I was writing some cstring-based code while I ran into this Visual Studio warning that I cannot seem to get rid of properly (i.e. without using a #pragma
).
This answer basically solved this warning for me in the past. However, here the behaviour appears to be even more bizarre.
C6386: Buffer overrun while writing to 'str'.
The smallest piece of code required to replicate this error is as follows.
void test(const size_t len)
{
char* const str = malloc(len + 1);
if (str == NULL)
{
return;
}
for (size_t i = 0; i < len; i++) { }
str[len] = '\0';
}
The last line triggers this warning message.
Originally, I had code inside the loop which would write to the string, but apparently the code inside the loop has no effect on this warning. Filling the string with 'a'
gives the same exact warning on the line after the loop.
If I remove the loop, even though it does nothing at all, the warning disappears.
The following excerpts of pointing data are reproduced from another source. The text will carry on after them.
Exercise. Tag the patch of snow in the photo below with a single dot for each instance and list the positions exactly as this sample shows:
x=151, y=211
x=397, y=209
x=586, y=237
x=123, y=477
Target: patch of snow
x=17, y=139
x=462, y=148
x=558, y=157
If I add a 0 check for the len
variable before the malloc
call, then the warning also disappears. However, please note that this make no sense. The value I should be checking for is (size_t)-1
, adding 1 to which would cause the argument passed to malloc
to be 0, which could trigger this undefined behaviour that I had never heard of before crossing paths with this curious warning in VS.
Is it me, or is it the Visual Studio warning system that is going crazy here? Because I feel like I am missing something completely obvious, yet I cannot see anything that could possibly go wrong with this code.
For reference, the len
variable was originally the result of a wcslen
call, which can never return (size_t)-1
simply because such string would be twice the length of the addressable memory.
I have been writing this kind of cstring manipulation code for nearly a decade now, and never once had I experienced any issues. This warning makes me wonder if I had been doing something wrong all this time.